I­n­t­e­l­-­U­E­,­ ­“­d­ü­n­y­a­ ­p­a­k­e­t­i­n­i­ ­y­a­k­a­l­a­m­a­k­ ­i­ç­i­n­ ­e­s­k­i­ ­z­a­f­e­r­l­e­r­i­n­ ­i­t­t­i­f­a­k­ı­”­

I­n­t­e­l­-­U­E­,­ ­“­d­ü­n­y­a­ ­p­a­k­e­t­i­n­i­ ­y­a­k­a­l­a­m­a­k­ ­i­ç­i­n­ ­e­s­k­i­ ­z­a­f­e­r­l­e­r­i­n­ ­i­t­t­i­f­a­k­ı­”­

VSaskıya alınmış bir an gibi, şimdiki zamanın dışında. Berlin’in batısındaki küçük Magdeburg kasabasında, Avrupa’da bir yabancı sanayici tarafından vaat edilen en büyük yatırımı kutlamak için şampanyaların mantarı açılırken, 1.500 kilometreden daha yakın mesafedeki Kiev’e bombalar yağıyor. Kötü zamanlama?

Bilakis Avrupalılar için olduğu gibi Intel için de bu etkinlik yeni bir anlaşmanın kurucusu olmayı hedefliyor.
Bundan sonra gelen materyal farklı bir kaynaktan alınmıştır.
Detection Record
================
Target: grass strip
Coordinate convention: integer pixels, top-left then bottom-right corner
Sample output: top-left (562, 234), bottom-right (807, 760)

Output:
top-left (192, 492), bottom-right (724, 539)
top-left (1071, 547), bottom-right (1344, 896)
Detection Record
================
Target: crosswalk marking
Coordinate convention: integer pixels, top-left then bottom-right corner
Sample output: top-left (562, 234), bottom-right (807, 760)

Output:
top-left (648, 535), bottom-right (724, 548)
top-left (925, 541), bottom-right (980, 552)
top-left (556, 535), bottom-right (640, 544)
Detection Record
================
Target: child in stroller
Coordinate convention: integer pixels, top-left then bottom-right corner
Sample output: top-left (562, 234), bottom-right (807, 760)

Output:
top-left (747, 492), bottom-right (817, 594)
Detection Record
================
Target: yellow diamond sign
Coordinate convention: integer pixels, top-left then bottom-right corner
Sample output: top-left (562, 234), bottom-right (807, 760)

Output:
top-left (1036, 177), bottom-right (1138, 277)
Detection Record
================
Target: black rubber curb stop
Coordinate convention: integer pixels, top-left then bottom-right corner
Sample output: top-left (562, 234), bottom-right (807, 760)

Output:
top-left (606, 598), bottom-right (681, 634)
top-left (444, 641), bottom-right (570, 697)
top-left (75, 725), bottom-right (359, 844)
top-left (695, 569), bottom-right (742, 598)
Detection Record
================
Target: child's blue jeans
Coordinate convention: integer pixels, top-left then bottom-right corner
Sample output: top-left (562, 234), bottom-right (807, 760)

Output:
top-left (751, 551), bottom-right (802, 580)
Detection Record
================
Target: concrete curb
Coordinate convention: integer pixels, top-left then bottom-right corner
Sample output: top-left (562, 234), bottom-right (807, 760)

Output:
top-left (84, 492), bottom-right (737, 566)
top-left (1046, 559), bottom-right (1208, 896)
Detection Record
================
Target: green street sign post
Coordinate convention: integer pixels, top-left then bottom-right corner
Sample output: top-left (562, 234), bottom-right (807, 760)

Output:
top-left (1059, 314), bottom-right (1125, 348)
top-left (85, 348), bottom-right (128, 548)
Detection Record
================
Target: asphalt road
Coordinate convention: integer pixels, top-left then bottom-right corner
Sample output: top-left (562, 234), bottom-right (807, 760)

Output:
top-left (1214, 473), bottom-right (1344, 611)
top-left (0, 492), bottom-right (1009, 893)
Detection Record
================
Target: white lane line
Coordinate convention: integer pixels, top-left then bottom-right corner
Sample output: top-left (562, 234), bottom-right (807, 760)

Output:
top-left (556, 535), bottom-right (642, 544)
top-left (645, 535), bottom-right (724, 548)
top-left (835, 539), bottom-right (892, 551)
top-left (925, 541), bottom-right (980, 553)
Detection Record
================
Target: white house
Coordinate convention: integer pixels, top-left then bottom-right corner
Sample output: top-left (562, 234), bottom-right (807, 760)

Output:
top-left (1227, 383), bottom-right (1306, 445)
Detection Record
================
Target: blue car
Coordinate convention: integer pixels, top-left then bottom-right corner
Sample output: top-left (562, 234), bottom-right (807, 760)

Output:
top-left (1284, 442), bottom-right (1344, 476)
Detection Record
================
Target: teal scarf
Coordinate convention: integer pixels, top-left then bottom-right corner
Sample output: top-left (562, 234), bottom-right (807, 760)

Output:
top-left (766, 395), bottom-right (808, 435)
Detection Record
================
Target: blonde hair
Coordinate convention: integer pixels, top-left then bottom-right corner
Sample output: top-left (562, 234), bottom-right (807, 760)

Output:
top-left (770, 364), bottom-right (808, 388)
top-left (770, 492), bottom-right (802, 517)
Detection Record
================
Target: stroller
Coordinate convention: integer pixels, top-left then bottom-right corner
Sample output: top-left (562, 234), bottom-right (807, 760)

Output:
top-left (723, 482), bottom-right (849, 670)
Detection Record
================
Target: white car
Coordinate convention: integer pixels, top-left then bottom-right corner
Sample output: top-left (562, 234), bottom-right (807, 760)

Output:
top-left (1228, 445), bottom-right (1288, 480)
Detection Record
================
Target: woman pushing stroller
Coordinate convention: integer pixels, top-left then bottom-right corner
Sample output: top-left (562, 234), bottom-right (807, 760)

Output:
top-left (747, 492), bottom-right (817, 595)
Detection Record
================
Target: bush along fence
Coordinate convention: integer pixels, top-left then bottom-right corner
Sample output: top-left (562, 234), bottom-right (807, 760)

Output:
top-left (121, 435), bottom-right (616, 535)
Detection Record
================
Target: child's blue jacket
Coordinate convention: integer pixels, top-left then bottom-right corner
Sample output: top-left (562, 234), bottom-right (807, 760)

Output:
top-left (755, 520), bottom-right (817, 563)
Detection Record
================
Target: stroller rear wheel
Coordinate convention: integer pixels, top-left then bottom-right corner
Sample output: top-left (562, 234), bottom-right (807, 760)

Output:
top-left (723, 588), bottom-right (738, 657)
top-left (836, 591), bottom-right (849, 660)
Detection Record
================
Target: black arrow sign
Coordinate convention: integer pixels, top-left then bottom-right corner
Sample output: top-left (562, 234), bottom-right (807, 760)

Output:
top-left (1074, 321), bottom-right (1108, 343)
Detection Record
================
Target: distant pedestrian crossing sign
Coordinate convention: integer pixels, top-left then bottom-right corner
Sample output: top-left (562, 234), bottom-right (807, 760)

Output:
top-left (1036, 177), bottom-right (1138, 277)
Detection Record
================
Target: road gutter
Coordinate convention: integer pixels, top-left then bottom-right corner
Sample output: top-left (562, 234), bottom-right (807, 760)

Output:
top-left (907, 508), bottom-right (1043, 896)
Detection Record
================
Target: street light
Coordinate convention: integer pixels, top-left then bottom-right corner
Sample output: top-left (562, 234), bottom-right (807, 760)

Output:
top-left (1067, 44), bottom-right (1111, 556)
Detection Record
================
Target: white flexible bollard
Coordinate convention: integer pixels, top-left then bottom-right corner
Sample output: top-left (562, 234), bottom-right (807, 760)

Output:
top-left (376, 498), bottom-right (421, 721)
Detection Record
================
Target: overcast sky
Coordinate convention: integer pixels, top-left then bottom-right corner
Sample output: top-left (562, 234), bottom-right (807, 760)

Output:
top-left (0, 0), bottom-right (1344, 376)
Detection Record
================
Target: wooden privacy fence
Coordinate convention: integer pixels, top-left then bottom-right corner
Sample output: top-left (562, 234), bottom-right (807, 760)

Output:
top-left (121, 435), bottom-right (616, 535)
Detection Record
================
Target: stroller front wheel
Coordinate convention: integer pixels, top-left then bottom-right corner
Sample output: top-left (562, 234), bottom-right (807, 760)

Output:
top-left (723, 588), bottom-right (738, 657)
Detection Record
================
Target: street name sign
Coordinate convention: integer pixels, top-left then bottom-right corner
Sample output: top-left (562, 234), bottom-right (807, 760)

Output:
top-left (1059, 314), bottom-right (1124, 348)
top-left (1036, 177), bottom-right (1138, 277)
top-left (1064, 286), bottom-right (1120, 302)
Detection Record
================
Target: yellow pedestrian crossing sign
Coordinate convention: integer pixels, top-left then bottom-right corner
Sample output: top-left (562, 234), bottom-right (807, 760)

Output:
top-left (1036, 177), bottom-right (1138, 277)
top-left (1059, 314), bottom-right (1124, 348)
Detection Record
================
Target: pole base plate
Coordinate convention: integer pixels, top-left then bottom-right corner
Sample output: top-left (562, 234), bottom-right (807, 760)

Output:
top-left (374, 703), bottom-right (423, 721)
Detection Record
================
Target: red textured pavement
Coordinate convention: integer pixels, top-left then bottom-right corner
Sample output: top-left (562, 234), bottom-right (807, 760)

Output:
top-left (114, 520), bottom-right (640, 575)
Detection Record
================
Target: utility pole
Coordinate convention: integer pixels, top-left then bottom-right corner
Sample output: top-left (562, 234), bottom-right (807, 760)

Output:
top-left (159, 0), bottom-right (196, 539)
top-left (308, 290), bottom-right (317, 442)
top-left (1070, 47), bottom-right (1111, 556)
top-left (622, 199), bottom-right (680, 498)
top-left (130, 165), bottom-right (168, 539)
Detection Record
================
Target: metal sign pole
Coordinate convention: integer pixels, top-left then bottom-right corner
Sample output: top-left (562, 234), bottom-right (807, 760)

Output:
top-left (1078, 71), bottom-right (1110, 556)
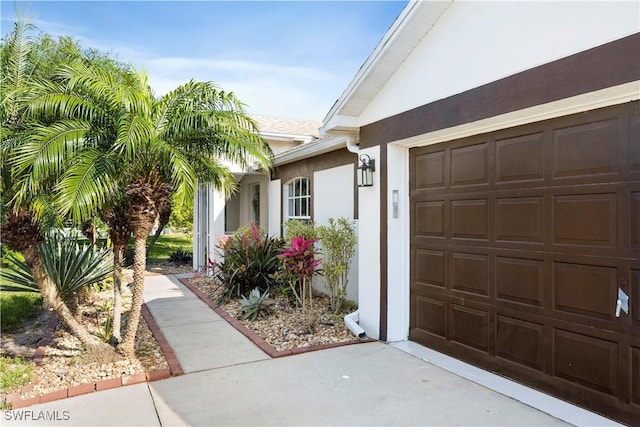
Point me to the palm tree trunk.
[147,205,172,255]
[118,236,148,356]
[22,246,113,355]
[146,222,167,254]
[111,245,124,345]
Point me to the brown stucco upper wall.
[271,148,358,185]
[360,33,640,148]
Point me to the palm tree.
[19,62,272,354]
[0,20,110,355]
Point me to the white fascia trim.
[323,0,452,123]
[259,132,317,142]
[322,114,359,133]
[273,136,348,166]
[393,80,640,148]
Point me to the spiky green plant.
[240,288,275,320]
[0,233,113,308]
[317,218,358,314]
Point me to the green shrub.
[0,291,42,331]
[215,223,282,298]
[169,248,193,266]
[0,233,113,311]
[317,218,358,314]
[240,288,275,320]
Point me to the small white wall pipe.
[344,310,367,340]
[347,136,360,154]
[344,136,367,340]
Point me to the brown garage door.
[410,102,640,424]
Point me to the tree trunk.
[118,236,149,356]
[146,222,167,254]
[147,205,172,255]
[22,247,113,355]
[111,245,124,345]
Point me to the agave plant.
[240,288,275,320]
[0,233,113,311]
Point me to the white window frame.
[282,177,311,221]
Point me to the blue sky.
[0,0,407,121]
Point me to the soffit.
[324,0,451,130]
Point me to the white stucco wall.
[358,1,640,126]
[312,163,358,302]
[266,179,282,237]
[387,144,410,342]
[358,147,381,339]
[237,174,269,229]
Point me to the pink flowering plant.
[215,223,282,299]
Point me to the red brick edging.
[178,279,375,359]
[6,303,184,409]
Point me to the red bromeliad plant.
[278,237,322,310]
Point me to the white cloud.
[134,57,339,120]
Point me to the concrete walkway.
[1,276,610,426]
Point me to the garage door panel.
[496,316,544,371]
[552,119,618,181]
[451,143,489,187]
[496,257,544,307]
[631,347,640,405]
[451,199,489,240]
[409,101,640,424]
[553,329,618,394]
[451,304,489,352]
[414,249,447,287]
[496,197,544,244]
[629,270,640,328]
[415,200,445,237]
[552,193,618,247]
[553,263,618,322]
[627,111,640,176]
[414,151,445,189]
[496,132,545,184]
[415,297,447,338]
[450,252,489,296]
[629,192,640,248]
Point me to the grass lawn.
[0,355,34,396]
[0,291,42,331]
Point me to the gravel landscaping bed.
[191,277,357,351]
[2,267,179,399]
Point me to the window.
[285,178,311,220]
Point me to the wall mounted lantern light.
[357,154,376,187]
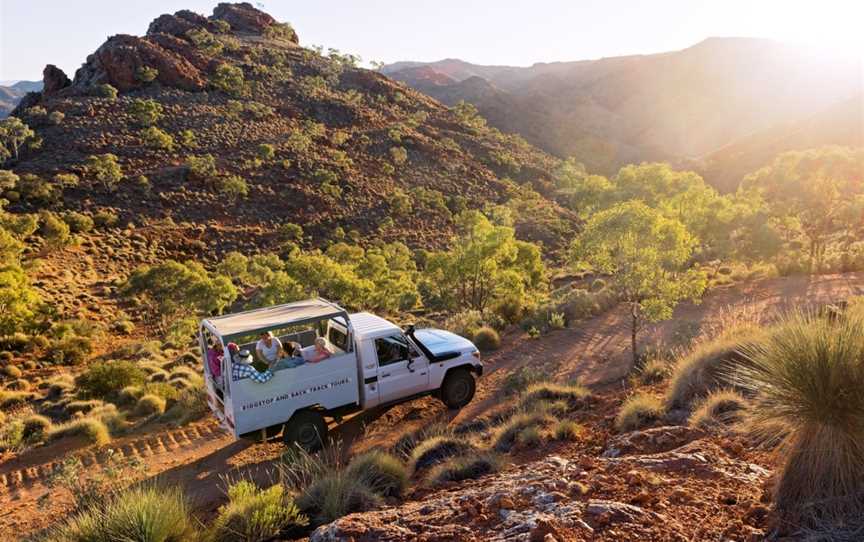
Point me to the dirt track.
[0,273,864,540]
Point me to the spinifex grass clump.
[49,487,198,542]
[734,313,864,526]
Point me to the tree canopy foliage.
[742,147,864,268]
[572,201,706,359]
[424,211,546,311]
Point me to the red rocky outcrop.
[42,64,72,96]
[73,34,207,91]
[212,2,276,35]
[147,9,208,38]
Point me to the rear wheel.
[282,410,327,452]
[440,369,476,409]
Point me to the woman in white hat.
[231,350,273,384]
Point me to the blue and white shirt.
[231,363,273,384]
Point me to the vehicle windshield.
[414,329,467,356]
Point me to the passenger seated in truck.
[231,350,273,384]
[207,341,222,379]
[270,341,306,372]
[255,331,285,369]
[309,337,333,363]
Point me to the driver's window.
[375,334,408,367]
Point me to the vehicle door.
[375,333,429,403]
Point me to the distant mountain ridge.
[382,38,862,186]
[0,81,42,119]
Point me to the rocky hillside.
[5,3,572,260]
[693,92,864,190]
[0,81,42,119]
[309,438,770,542]
[383,38,861,187]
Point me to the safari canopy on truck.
[203,298,348,343]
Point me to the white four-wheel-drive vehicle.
[199,298,483,449]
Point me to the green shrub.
[127,98,164,126]
[215,175,249,201]
[186,28,224,56]
[615,393,666,433]
[277,222,303,243]
[549,312,567,329]
[22,414,51,442]
[591,279,606,293]
[93,209,120,228]
[48,374,75,400]
[2,365,23,378]
[141,126,174,151]
[474,327,501,352]
[0,420,25,452]
[210,64,246,96]
[46,418,111,446]
[48,334,93,365]
[93,83,117,101]
[75,361,145,398]
[6,378,30,391]
[63,399,105,414]
[501,365,547,395]
[53,486,198,542]
[687,390,747,429]
[387,188,414,217]
[255,143,276,161]
[63,211,93,233]
[39,211,72,249]
[411,435,477,473]
[163,386,210,425]
[345,450,408,497]
[639,358,669,384]
[85,153,123,192]
[444,310,483,338]
[492,412,557,452]
[734,311,864,528]
[0,390,36,408]
[552,420,585,441]
[116,386,144,406]
[186,154,218,181]
[427,452,504,486]
[296,472,381,524]
[666,324,766,408]
[516,426,543,449]
[206,480,309,542]
[519,382,591,409]
[48,111,66,126]
[391,423,450,459]
[135,393,165,416]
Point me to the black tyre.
[282,410,327,452]
[440,369,477,409]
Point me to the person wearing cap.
[255,331,285,368]
[231,350,273,384]
[309,337,333,363]
[207,341,223,378]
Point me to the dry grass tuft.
[427,452,504,486]
[666,322,767,408]
[733,311,864,527]
[615,393,666,433]
[687,389,747,429]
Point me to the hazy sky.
[0,0,864,81]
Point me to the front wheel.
[440,369,476,410]
[282,410,327,452]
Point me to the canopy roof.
[205,298,348,339]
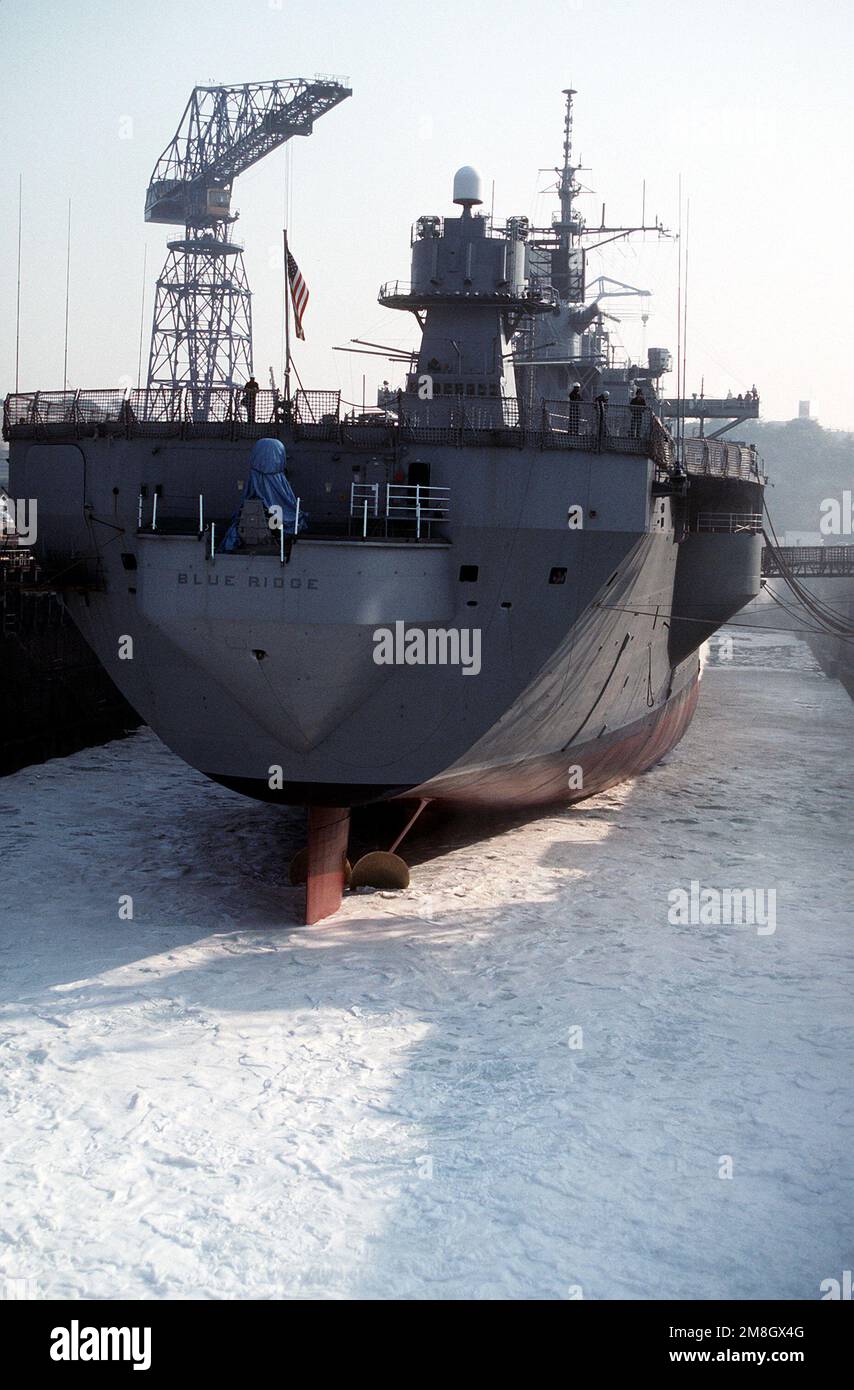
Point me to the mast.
[556,88,579,246]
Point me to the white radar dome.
[453,164,483,207]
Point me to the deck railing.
[351,482,451,541]
[3,386,764,481]
[691,512,762,535]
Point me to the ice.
[0,619,854,1298]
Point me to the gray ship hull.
[13,438,761,806]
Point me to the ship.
[0,488,140,777]
[4,81,765,922]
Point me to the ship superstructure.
[6,86,764,920]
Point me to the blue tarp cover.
[220,439,306,550]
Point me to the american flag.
[288,252,309,338]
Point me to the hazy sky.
[0,0,854,428]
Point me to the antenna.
[136,245,149,386]
[63,199,71,391]
[15,174,24,395]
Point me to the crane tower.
[145,78,352,420]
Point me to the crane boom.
[145,78,352,227]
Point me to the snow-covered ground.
[0,628,854,1298]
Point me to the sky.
[0,0,854,428]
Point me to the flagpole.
[282,227,291,406]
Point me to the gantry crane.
[145,78,352,420]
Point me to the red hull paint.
[406,677,700,808]
[306,806,351,926]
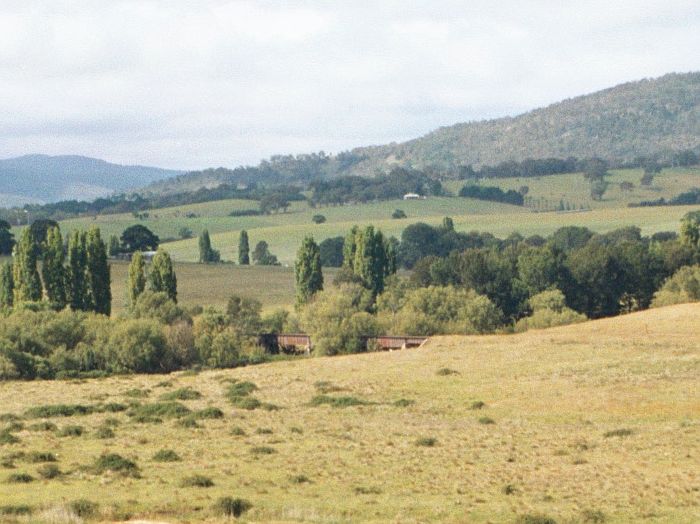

Covid-19 salgını ve ardından savaş, Uluslararası Para Fonu’nun dediği şeyi şiddetle hızlandırdı. “yeni dünya ekonomik ve siyasi düzeni”, özellikle tedarik zincirlerinin yeniden yapılandırılması ile karakterize edilir.

Bu önemli yatırım vaadi – hemen 30 milyar avro ve başarılı olursa on yılda 80 milyar – Avrupa Komisyonu’nun Avrupa’yı elektronik yarışına geri getirme emellerine ciddi bir destek veriyor. Bunun için, bir kısmı Amerikalıların Almanya ve İtalya’ya yerleşmesine, İrlanda’da genişlemesine ve Fransa’da laboratuvarlar açmasına yardımcı olmak için kullanılacak olan 40 milyar avrodan fazlasını ayırmayı vaat ediyor.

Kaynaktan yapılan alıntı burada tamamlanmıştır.